🤖 AI Summary
To address the severe accuracy degradation of large language models (LLMs) under ultra-low-bit (≤4-bit) quantization—caused by activation outliers and inter-channel variance—this work pioneers a Fourier-domain perspective for modeling activation distributions. We propose a two-stage frequency-domain quantization framework: first, spectral decomposition and outlier redistribution migrate spike energy from activations to weights; second, a channel-adaptive low-frequency truncation mechanism dynamically preserves dominant signal components while suppressing high-frequency noise. The method incorporates a lightweight runtime truncation module, enabling deployment-friendly inference. Evaluated on LLaMA-3 8B, our approach achieves 4-bit weight and 4-bit activation quantization, with only a 1.5% drop in zero-shot task accuracy, 2× inference speedup, and memory footprint reduced to one-third of the full-precision baseline.
📝 Abstract
The emergence of accurate open large language models (LLMs) has sparked a push for advanced quantization techniques to enable efficient deployment on end-user devices. In this paper, we revisit the challenge of extreme LLM compression -- targeting ultra-low-bit quantization for both activations and weights -- from a Fourier frequency domain perspective.

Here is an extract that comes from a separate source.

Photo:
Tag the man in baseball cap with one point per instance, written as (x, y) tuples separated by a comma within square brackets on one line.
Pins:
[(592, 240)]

We propose SpecQuant, a two-stage framework that tackles activation outliers and cross-channel variance. In the first stage, activation outliers are smoothed and transferred into the weight matrix to simplify downstream quantization. In the second stage, we apply channel-wise low-frequency Fourier truncation to suppress high-frequency components while preserving essential signal energy, improving quantization robustness. Our method builds on the principle that most of the weight energy is concentrated in low-frequency components, which can be retained with minimal impact on model accuracy. To enable runtime adaptability, we introduce a lightweight truncation module during inference that adjusts truncation thresholds based on channel characteristics. On LLaMA-3 8B, SpecQuant achieves 4-bit quantization for both weights and activations, narrowing the zero-shot accuracy gap to only 1.5% compared to full precision, while delivering 2 times faster inference and 3times lower memory usage.